Code to train and evaluate models for detecting critical errors in machine translations using only the original source text and the machine translated text as described in Knight et al. (2025).
- Background
- Approaches
- Structure of this repository
- Getting started
- Useful links and files
- Development
The goal of critical error detection (CED) is to identify translated text that deviates in meaning from the original text. CED was introduced at the Conference on Machine Translation (WMT) 2021 quality estimation (QE) subtask (Specia et al.,2021), which also released a unique dataset of authentic critical error annotations in translations of Wikipedia comments. See also Knight et al. (2024) for a literature review on machine translation quality estimation (MTQE) including CED.
We used COMETKiwi-22 (Rei et al., 2022), which outputs quality scores between 0 and 1 (1=perfect translation).
For the baseline, we picked a binarisation threshold using the WMT dev data and used it to binarise COMETKiwi-22 predictions on the test data.
We also adapted COMETKiwi-22 for binary classification in the CEDModel class.
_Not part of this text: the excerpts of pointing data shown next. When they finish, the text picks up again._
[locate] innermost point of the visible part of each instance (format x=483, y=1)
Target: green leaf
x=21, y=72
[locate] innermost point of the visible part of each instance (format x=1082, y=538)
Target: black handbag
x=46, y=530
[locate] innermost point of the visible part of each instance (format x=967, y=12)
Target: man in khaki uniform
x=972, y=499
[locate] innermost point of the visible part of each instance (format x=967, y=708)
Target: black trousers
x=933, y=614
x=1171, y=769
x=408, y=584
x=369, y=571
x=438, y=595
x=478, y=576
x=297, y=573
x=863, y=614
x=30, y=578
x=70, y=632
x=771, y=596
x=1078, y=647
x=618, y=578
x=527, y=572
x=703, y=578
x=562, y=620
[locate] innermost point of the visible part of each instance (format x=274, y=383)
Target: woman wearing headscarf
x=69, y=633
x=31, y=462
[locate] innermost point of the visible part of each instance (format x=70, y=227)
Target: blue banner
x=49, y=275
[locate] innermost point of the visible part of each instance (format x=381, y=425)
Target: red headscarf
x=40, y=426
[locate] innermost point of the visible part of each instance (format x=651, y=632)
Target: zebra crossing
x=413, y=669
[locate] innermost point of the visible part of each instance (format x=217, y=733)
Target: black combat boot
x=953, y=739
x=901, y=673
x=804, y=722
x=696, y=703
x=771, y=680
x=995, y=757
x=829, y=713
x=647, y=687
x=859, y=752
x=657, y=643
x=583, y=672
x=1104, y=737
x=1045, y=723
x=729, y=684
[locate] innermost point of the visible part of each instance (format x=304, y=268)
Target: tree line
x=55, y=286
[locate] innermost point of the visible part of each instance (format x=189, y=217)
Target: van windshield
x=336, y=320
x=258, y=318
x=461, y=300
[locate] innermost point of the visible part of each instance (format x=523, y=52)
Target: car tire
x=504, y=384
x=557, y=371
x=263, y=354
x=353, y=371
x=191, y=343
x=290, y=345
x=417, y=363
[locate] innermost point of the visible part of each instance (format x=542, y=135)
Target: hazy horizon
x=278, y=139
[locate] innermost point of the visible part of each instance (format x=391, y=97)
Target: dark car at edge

Broadly, we tried two main training strategies:
- Fine-tune
CEDModel
with the WMT released authentic training data - Pre-train the
CEDModel
with syntethic data from the DEMETR dataset (Karpinska et al., 2022) and then fine-tune with the WMT authentic data
See the notes/ directory for an overview of the different training strategies and the scripts/README file on how to train models.
- We tried three LLM prompts:
- The basic prompt asks if the translation has the same meaning as the original text
- GEMBA-MQM from Kocmi and Federmann (2024)
- Using the original WMT annotator guidelines from Specia et al.,2021
├── configs/ -- configs used for training experiments
│ ├── ...
├── notes/ -- includes overview of training strategies
│ ├── ...
├── notebooks/ -- plots and tables of results
│ ├── ...
├── predictions/ced_data/ -- predictions on the test (and dev) data
│ ├── ...
├── scripts/ -- training, prediction and evaluation code
│ ├── ...
├── src/ -- model and prompt implementations
│ ├── ...
Clone this repository and change the current working directory.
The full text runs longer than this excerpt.